Over the last 25 years, this phenomenon has wormed its way into the world of opera. Ideally, it shouldn’t matter a jot what a singer looks like. Nobody would criticise a javelin thrower for their looks. Who cares, as long as they throw the projectile further than the next person? How ridiculous would it be to criticise a snooker player for his looks? All we want is to see them make a maximum break. We accept Wayne Rooney as a great footballer, despite his somewhat, er, elusive charm, don’t we?
The big difference is that with these examples, we’re not really watching the sportsperson, we’re watching their skill. That’s a pretty tough thing to observe in an opera singer. In fact, the very best singers look as if they’re barely exerting themselves at all to produce that wonderful sound. It’s the lack of obvious skill that is admirable. It’s only natural then that when the people attending opera nowadays can’t see the skill, they will want something pretty to look at instead, therefore it’s becoming more and more important for singers to look as good as they can.

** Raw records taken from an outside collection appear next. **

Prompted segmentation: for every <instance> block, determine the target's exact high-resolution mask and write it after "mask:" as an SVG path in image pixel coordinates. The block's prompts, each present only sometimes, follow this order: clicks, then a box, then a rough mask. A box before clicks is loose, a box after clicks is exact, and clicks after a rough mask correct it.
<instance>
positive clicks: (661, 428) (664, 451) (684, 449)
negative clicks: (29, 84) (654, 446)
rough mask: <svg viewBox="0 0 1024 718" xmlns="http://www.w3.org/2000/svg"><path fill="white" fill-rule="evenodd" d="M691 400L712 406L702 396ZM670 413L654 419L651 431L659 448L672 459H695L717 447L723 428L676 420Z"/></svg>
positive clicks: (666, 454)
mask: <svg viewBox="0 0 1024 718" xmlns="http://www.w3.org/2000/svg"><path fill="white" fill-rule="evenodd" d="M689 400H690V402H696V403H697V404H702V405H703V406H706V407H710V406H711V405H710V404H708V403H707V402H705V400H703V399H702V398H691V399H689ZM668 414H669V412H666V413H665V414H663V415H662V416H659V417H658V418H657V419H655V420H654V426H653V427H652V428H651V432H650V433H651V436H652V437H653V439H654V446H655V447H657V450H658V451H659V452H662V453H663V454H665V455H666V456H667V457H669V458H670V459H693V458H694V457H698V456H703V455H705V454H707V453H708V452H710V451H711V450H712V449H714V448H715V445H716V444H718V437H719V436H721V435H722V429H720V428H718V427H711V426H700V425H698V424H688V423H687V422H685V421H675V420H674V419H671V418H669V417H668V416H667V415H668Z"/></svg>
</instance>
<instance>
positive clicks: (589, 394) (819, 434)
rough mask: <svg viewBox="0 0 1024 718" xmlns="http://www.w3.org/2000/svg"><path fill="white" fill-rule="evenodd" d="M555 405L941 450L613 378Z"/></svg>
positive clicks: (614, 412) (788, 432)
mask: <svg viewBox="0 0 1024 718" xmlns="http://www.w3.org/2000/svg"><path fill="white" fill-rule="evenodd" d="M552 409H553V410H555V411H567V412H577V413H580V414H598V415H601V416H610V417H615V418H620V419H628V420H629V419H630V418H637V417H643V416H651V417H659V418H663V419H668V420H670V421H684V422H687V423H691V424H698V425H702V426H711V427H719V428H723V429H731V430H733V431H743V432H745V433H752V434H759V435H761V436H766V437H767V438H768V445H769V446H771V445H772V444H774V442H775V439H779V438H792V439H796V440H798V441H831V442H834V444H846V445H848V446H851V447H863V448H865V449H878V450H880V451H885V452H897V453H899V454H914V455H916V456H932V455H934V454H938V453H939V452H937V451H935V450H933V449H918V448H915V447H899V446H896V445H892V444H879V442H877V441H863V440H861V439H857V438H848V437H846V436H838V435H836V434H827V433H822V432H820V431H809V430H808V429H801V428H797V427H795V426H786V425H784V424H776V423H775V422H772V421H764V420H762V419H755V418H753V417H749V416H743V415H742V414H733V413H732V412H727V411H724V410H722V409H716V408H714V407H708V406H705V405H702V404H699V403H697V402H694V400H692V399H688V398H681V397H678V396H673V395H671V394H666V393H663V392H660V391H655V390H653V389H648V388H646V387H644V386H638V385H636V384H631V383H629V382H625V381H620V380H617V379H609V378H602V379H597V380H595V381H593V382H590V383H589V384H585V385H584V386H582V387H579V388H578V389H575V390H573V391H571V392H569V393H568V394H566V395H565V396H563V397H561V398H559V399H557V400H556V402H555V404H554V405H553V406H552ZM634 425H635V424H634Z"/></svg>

Nonetheless, I cringe when I hear people talking about this or that singer being hot or sexy. I’d much rather hear people admiring their singing and artistry, but I have to accept the fact that as many people now turn up just to see Jonas Kaufmann as to listen to him. (And do, please, give yourself a treat – shut your eyes and have a listen. It’s glorious.)
As much as I dislike this trend, I have to accept it. The simple fact is that opera has to embrace this visual culture in order to survive. People who can sit at home, grazing on their couch as they admire beautiful people on the idiot box, are no longer going to settle for opera singers who look like the gable-end of a house. Directors are placing ever more pressure on casting departments to find singers who “look the part”. This is much tougher than it sounds, because they still have to find someone who can actually sing the role, and who is both available and affordable.
My last two jobs have been Wotan (“leader of the Gods”), and Balstrode (“a retired merchant skipper”). I would venture that the ideal look for both those roles differs considerably from what one might reasonably expect of a Don Giovanni. Nobody really knows what Don Giovanni should ideally look like – Mozart and Da Ponte only gave us the brief description of “a licentious, young nobleman” to go by, rather inconveniently missing out “a bit like that hot, blond vampire from True Blood”.
However you cut it, though, I’m sure Don Giovanni needs to be a little more svelte than Wotan, and considerably lighter on his feet than Balstrode, so it’s back on the wagon, and the rabbit food, for me.